Nepenthes Rajah, or the Giant Malaysian Pitcher plant , is the largest and an extraordinary rare carnivorous plant. You can only find it on Mount Kinabalu, which is located in the north of Borneo, in the Malaysian part of the island, and some of them grow on the nearby mountains.
Nepenthes Rajah is very demanding of its conditions. It requires the soil to be always moist and soft, which allows the underground water to seep through it . Raja settles only at altitudes from 1500 to 2650 meters. Due to its location and demands, this plant is endangered.
Th first sample of Nepenthes Raja was found in 1858, and described in detail in 1859 by Joseph Hooker, who named the plant in honor of James Brooke, the first white Rajah of Sarawak – one of the states of Malaysia, where the plant grows.
Hooker called Nepenthes Raja "one of the great sights he was able to encounter" amongst the wild plentitude of flora and fauna specimens of Borneo.
Europeans became so fond of this plant that they started breeding it at the end of the 19th century. Raja was one of the most desirable plants, still being quite a rare sight in the private gardens because of its price and the plant's demands to be grown in special conditions. However, recent advances in the field of gardening made it relatively affordable and sustainable.

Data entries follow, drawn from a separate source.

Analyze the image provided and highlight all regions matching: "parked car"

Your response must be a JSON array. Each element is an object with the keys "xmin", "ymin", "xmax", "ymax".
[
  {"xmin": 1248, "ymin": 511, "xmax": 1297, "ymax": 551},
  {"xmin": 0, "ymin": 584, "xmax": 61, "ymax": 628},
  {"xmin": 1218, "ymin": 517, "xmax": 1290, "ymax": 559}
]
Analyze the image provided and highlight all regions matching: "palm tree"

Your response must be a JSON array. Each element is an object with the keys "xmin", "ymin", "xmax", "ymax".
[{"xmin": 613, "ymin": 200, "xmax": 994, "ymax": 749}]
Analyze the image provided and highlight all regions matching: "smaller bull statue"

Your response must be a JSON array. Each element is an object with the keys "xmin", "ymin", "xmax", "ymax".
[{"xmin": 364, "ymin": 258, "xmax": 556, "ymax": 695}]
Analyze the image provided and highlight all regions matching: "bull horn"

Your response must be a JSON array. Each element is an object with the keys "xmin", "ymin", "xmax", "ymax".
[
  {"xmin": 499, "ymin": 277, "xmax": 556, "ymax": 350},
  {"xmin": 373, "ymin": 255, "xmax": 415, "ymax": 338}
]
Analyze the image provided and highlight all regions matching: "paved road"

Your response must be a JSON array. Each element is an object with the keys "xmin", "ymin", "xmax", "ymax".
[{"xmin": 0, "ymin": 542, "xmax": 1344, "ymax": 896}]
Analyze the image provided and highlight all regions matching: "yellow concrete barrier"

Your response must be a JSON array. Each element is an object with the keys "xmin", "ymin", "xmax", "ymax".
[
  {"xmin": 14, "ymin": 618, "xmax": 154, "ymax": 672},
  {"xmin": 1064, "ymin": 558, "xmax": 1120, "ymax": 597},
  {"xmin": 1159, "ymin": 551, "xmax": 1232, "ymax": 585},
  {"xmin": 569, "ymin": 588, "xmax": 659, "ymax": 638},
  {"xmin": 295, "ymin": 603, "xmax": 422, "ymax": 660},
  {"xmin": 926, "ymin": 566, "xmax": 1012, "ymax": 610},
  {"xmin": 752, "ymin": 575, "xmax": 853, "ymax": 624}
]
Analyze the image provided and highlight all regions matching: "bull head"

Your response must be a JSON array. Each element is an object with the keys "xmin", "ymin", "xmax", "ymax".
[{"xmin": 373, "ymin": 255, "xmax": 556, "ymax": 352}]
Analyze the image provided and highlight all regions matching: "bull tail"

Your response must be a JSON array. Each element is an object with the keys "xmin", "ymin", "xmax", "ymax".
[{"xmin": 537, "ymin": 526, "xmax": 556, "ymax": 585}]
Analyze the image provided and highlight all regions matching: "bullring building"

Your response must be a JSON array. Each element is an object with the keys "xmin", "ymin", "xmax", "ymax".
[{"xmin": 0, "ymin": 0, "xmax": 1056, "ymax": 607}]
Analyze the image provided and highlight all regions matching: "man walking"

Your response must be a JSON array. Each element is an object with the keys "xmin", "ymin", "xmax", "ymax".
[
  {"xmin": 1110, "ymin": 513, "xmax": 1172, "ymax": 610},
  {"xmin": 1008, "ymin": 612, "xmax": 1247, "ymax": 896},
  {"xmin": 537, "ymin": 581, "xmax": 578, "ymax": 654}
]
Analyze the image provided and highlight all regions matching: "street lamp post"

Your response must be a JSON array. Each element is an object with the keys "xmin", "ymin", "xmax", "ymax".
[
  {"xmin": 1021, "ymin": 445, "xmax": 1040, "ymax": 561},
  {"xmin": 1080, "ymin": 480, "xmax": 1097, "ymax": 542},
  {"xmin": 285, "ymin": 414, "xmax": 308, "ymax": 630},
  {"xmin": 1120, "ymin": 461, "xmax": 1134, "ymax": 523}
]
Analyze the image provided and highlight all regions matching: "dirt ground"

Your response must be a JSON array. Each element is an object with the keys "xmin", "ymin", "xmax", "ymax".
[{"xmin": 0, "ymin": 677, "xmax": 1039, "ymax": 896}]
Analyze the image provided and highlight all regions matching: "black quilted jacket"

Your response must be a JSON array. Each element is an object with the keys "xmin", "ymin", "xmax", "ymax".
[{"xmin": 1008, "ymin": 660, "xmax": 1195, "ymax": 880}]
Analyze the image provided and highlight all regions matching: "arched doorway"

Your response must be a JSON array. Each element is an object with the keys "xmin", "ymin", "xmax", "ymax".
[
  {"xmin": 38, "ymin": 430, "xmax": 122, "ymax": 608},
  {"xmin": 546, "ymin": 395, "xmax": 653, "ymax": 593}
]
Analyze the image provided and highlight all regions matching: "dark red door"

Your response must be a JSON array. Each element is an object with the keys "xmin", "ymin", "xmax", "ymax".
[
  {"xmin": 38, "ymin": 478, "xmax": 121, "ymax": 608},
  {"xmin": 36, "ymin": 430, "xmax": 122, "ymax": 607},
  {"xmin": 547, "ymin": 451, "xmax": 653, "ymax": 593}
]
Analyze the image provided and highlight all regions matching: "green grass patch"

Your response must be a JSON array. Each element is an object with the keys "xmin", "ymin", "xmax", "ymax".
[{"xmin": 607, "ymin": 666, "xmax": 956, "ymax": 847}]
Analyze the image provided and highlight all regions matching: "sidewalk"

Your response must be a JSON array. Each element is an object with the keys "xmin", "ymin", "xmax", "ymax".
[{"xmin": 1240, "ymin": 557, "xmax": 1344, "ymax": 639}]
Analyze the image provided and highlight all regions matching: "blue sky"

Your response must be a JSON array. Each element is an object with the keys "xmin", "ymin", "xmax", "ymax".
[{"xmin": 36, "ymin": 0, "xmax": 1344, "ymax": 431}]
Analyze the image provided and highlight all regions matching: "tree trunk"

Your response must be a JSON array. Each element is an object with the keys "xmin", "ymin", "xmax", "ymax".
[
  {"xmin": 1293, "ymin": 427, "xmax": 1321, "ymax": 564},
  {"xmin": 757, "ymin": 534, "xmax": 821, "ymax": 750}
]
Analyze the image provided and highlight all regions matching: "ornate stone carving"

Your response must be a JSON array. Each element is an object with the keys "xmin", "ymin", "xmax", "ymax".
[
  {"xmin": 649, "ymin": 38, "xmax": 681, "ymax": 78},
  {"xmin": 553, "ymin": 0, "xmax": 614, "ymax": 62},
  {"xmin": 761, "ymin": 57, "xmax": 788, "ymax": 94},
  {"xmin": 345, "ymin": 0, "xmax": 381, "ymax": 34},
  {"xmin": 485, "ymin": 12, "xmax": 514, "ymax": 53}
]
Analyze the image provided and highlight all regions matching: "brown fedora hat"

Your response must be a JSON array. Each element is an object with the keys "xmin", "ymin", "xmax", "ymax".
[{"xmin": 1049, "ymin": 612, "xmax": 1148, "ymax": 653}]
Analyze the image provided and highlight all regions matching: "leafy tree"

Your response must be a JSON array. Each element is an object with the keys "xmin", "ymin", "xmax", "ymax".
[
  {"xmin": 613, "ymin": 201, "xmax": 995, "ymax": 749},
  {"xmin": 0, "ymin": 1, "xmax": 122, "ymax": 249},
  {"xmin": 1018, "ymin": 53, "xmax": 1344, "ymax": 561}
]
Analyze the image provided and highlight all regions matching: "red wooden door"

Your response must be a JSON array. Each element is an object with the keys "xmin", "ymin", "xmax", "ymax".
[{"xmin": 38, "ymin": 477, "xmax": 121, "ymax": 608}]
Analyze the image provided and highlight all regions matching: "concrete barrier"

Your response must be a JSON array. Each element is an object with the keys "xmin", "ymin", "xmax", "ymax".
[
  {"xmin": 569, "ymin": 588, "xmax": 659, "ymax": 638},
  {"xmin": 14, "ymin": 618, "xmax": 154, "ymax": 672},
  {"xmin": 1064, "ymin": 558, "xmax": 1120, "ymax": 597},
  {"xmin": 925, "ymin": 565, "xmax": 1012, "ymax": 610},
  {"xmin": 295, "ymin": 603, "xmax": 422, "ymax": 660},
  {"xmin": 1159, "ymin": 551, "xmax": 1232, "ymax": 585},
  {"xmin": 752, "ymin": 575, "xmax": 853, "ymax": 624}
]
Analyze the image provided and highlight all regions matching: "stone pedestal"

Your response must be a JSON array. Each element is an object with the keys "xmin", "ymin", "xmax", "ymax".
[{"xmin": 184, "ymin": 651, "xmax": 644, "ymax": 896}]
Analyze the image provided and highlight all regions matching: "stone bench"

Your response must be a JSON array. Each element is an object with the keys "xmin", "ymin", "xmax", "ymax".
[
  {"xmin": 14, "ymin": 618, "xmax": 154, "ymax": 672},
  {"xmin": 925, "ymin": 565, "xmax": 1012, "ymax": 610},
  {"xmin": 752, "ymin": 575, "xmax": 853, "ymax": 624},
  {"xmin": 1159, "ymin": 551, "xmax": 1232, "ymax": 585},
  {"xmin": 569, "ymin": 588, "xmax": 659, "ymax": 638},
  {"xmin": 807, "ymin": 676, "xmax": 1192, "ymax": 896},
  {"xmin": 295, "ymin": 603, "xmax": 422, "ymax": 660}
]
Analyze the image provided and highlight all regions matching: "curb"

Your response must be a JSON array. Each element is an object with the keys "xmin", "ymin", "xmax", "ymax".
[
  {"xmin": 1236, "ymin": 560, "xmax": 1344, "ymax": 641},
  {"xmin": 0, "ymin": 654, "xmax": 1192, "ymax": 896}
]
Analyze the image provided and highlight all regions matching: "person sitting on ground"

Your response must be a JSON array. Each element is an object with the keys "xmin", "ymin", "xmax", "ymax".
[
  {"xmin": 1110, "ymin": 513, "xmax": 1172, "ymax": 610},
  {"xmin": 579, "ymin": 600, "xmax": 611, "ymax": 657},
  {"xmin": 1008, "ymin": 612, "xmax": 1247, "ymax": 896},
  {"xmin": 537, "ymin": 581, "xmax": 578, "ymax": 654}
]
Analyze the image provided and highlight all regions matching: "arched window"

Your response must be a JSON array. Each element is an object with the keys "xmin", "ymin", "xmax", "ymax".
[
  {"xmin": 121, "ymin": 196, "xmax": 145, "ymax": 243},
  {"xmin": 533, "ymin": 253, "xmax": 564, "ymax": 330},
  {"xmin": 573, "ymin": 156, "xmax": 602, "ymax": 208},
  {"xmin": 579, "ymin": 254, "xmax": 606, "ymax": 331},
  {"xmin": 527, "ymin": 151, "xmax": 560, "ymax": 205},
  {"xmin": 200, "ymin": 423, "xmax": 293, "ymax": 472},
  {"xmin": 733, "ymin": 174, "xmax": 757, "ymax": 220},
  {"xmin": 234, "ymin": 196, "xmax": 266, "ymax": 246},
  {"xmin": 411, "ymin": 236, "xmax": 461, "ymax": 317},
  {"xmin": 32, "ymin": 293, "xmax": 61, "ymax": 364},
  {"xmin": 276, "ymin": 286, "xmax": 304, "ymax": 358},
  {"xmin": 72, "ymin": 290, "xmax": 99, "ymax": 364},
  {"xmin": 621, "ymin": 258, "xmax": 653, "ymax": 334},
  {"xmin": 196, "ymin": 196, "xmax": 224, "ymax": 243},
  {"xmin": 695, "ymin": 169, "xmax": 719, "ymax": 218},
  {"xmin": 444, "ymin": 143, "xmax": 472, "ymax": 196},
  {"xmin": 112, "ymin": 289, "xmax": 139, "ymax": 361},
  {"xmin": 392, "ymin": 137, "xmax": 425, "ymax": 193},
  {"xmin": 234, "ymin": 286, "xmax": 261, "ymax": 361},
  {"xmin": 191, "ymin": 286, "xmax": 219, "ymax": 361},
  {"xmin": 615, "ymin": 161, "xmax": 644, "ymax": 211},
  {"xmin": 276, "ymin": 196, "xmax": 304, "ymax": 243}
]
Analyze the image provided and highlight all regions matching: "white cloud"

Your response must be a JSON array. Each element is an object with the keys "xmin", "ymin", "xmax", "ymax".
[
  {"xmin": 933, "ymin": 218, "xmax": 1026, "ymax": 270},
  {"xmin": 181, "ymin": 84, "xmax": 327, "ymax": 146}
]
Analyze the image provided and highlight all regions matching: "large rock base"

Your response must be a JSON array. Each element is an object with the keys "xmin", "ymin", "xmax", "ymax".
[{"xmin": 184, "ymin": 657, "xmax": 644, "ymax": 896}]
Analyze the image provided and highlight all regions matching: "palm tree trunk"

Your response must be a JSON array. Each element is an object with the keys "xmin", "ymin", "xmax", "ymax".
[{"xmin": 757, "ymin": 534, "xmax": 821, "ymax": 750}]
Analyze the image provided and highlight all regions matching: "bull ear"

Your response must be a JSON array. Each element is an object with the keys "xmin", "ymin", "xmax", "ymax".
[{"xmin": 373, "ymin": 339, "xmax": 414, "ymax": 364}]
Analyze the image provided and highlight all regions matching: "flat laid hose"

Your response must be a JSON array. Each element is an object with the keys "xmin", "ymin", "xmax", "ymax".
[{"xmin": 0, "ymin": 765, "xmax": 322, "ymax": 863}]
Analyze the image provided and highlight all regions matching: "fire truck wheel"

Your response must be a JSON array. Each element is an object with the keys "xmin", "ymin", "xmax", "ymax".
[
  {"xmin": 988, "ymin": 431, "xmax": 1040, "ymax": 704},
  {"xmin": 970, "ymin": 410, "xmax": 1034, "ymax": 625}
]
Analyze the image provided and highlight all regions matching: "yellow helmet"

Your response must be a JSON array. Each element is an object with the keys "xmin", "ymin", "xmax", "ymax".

Nepenthes Rajah is a vine that reaches 6 meters in length with a flower which is up to 35 centimeters in height and 16 in width. The flower has 2.5 liters of digestive fluid inside, its top part is always open and ready to receive guests for dinner.
Nepenthes Rajah traps and eats insects, small vertebrates and even mammals. Sometimes you can find rats inside of it. Among the victims of this carnivorous plant are sick frogs, lizards, mice, and birds, however, the main diet of this plant is insects, mostly ants.
Surprisingly though, there are some insects that Nepenthes likes and doesn't devour – it cooperates with them on a mutually beneficial basis. For example, some species of mosquitoes help the plant to reproduce, and vice versa. Another peculiar characteristic of this pitcher plant is its relationship with local shrews – the plant evolved to attract them by its size and shape. When a shrew sees such a wondrous thing, it runs to it and claims the plant as its territory by defecating directly into the cup. This keeps Nepenthe happy, because the poop provides it with valuable nitrogen. It is possible that the plant evolved to its present state exactly due to this interesting co-existence with the shrews.
You can visit Mount Kinabalu National park and see this wondrous plant with your own eyes.